Pour le dernier récital de leur saison 2024-2025, Les Nuits du piano retrouvent la Salle Cortot pour présenter Andrey Gugnin aux Parisiens qui le connaissent surtout par ses enregistrements Hyperion. Il a remporté des prix dans des grands concours dont celui de Sidney en Australie et celui de Dubaï, voici un peu plus d'un an. En 2020, la BBC l'avait sacré interprète de l'année et, pour la petite histoire, ses concertos pour piano de Chostakovitch sont utilisés par Steven Spielberg dans son film Le Pont des espions.

Andrey Gugnin Salle Cortot © Patrice Moracchini
Andrey Gugnin Salle Cortot
© Patrice Moracchini

Gugnin est l'un des derniers élèves de la grande Vera Gornostaeva au Conservatoire Tchaïkovski de Moscou où il était condisciple de Lukas Geniušas, petit-fils de cette artiste et femme extraordinaire, et de Vadym Kholodenko son assistant. Femme extraordinaire, car elle avait organisé les funérailles de la pianiste Maria Yudina en novembre 1970, contre la volonté des autorités soviétiques qui n'avaient pas annoncé sa mort, dernier coup de pied à celle dont le pouvoir avait entravé la carrière mais n'osera empêcher ni la cérémonie ni la lecture publique des messages reçus du monde entier – dont ceux de Boulez, Nono, Stravinsky – devant le cercueil exposé dans la grande salle du conservatoire.

Gugnin entre sur scène dans un costume impeccable, mais un peu apprêté. Il ne fait pas ses 38 ans et ne semble pas rongé par le trac. Il le pourrait, car son programme commence par les Douze Études d'exécution transcendante et se termine par la Sonate de Liszt. Un exploit physique, spirituel et émotionnel. Ces études, « tout le monde » les joue dorénavant et souvent d'une impeccable façon, alors qu'il n'y a pas si longtemps bien peu s'y risquaient en public comme au disque.

Dès l'entame, Gugnin se jette dans la musique autant que sur le piano. Il ose aller chercher dans ces déferlements virtuoses un idéal esthétique fait de poésie, de recherche de timbres, de surprises, de jeunesse, d'émotions partagées sans frein autre que celui de la décence. On est ainsi accroché par ce jeu singulier mais toujours orthodoxe, plein d'imagination et d'éclairs d'inspiration, dont l'emphase n'est en rien... emphatique mais relève de l'esprit de chevalerie et de conquête du monde qui animait Liszt autant qu'il était attiré par le mysticisme.

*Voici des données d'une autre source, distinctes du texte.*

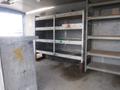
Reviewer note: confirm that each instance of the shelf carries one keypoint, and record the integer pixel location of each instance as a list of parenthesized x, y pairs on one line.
[(44, 40), (75, 13), (44, 17), (69, 56), (104, 3), (62, 28), (44, 28), (101, 53), (45, 52), (68, 42), (104, 37), (104, 17), (107, 68)]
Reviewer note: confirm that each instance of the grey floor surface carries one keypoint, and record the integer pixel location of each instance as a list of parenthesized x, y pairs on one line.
[(52, 75)]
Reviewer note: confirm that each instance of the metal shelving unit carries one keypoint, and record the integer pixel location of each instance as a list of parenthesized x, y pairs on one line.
[(102, 36), (66, 33)]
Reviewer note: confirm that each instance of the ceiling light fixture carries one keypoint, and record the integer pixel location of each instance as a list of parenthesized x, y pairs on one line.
[(40, 10)]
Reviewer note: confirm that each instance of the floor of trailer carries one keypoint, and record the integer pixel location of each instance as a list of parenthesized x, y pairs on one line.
[(52, 75)]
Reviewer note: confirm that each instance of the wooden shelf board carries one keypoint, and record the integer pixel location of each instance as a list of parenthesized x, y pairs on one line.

Le piano de Gugnin est somptueux – plus que son Steinway qui est trop ordinaire dans la moitié supérieure du clavier, pour un tel jeu. Les doigts sont invincibles, mais après Daniil Trifonov, Zhang Haochen ou Yunchan Lim on hausserait les épaules, si cela n'était pas comme ce soir la résultante d'une soumission totale à cette musique. Que ce soient les études héroïques comme Mazeppa, Eroica ou Chasse-Neige dans lesquelles il fait sonner son piano comme un orchestre aux contrebasses profondes et aux cuivres éclatants, que se soit la virtuosité légère des Feux follets ou le lyrisme parfois poignant de Paysage ou d'Harmonies du soir, Gugnin accroche l'auditeur par son implication, l'originalité d'une interprétation qui fuit l’idiosyncrasie des impuissants qui compensent leur manque de maîtrise en faisant les malins.

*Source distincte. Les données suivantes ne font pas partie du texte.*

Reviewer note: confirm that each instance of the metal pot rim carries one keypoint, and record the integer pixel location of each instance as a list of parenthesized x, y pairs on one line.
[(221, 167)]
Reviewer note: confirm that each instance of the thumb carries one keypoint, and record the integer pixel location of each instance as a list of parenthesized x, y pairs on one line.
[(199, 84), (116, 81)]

Et surtout, de ces douze pièces contrastées, le musicien fait une grande œuvre ouverte sur les mondes sonores à venir où puiseront tant de compositeurs, un voyage porté par l'exaltation de la musique comme force spirituelle. La Sonate en si mineur a été composée en 1852, au moment où le compositeur publiait la version ultime de ses Études. Et Gugnin la joue sans ostentation, avec une maîtrise du temps, des enchaînements de tempos, des nuances et des articulations si naturels et irrésistibles qu'il nous convie dans une parenthèse d'espace-temps. Elle se refermera dans le silence implorant d'une œuvre née dans le doute d'un sol trois fois énoncé.